Credit: Credit: Albemarle County Public Schools

Local school divisions next year are being given more freedom in how they spend revenue gained from the Virginia lottery.

For the state’s fiscal years 2017-18 biennial budget, the General Assembly allocated a total of $193.7 million of state lottery profits to a per-pupil supplement for school divisions. The money will be distributed according to the state composite index formula, a calculation that determines a locality’s ability to fund its schools.

But even with increased flexibility, local school officials still are not enamored of lottery funds as a revenue source.

The problem, said Jackson Zimmerman, Albemarle County Public Schools’ director of finance, is the state relies on lottery profits as an alternative to money generated by tax dollars.

“We would really prefer to have general fund revenues supporting educational programs,” he said. “But any money that comes in is better than none.”

At the state level, experts lauded the move.

“We’re hoping it is going to have a very positive effect,” said Tom Smith, legislative liaison for the Virginia Association of School Superintendents. “Since about 2008 or 2009, the money has been used to offset reductions in general fund dollars due to the recession.”

Virginia law mandates that localities spend 50 percent of the money on recurring expenses and 50 percent on one-time expenditures.
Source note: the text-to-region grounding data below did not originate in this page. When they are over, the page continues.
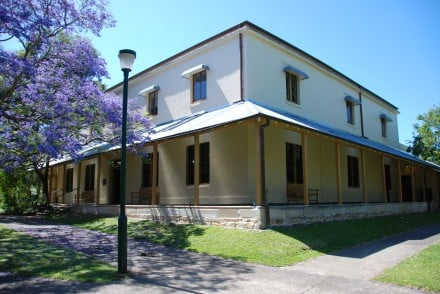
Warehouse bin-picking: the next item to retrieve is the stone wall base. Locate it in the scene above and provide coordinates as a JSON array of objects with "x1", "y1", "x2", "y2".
[
  {"x1": 72, "y1": 202, "x2": 428, "y2": 230},
  {"x1": 270, "y1": 202, "x2": 428, "y2": 226}
]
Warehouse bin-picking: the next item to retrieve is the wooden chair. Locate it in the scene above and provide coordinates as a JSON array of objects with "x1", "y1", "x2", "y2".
[
  {"x1": 131, "y1": 187, "x2": 153, "y2": 205},
  {"x1": 287, "y1": 183, "x2": 304, "y2": 203},
  {"x1": 80, "y1": 191, "x2": 95, "y2": 203},
  {"x1": 287, "y1": 183, "x2": 319, "y2": 203}
]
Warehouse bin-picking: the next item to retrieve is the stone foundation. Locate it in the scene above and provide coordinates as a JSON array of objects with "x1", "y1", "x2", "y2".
[
  {"x1": 73, "y1": 202, "x2": 428, "y2": 230},
  {"x1": 270, "y1": 202, "x2": 428, "y2": 226}
]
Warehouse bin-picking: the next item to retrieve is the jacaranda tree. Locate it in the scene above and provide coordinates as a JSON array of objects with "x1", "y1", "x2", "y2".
[{"x1": 0, "y1": 0, "x2": 148, "y2": 209}]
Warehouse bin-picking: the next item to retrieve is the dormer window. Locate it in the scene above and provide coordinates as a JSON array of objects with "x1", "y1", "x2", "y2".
[
  {"x1": 286, "y1": 72, "x2": 299, "y2": 104},
  {"x1": 139, "y1": 85, "x2": 160, "y2": 115},
  {"x1": 181, "y1": 64, "x2": 209, "y2": 102},
  {"x1": 283, "y1": 65, "x2": 309, "y2": 104},
  {"x1": 192, "y1": 70, "x2": 207, "y2": 102},
  {"x1": 147, "y1": 90, "x2": 159, "y2": 115},
  {"x1": 380, "y1": 114, "x2": 393, "y2": 138},
  {"x1": 344, "y1": 95, "x2": 361, "y2": 125}
]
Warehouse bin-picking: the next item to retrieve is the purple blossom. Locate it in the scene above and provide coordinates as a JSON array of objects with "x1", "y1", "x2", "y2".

Within that breakdown, though, divisions may use the money as they see fit.

With the per-pupil supplement, Albemarle and Charlottesville will have greater flexibility over the use of $1.3 million and $390,000, respectively, that they will be given in lottery proceeds during fiscal years 2017 and 2018, state documents show.

The fiscal year 2017 budget will be the first time in six years that school divisions have had the per-pupil supplement.

In 2011, the state removed the per-pupil allocation, instead directing that the funds be spent on specific existing programs, according to a state report.

After the 2008 financial crisis, said Ed Gillaspie, city schools assistant superintendent, some programs that had been in the general fund moved to being paid for with lottery dollars.

“Items we were already getting as a line item were now called ‘lottery funded,’” he said. “They just renamed stuff we were already getting.”

Over time, Zimmerman said, money from the state’s general fund has been supplanted with money from other sources, such as the lottery.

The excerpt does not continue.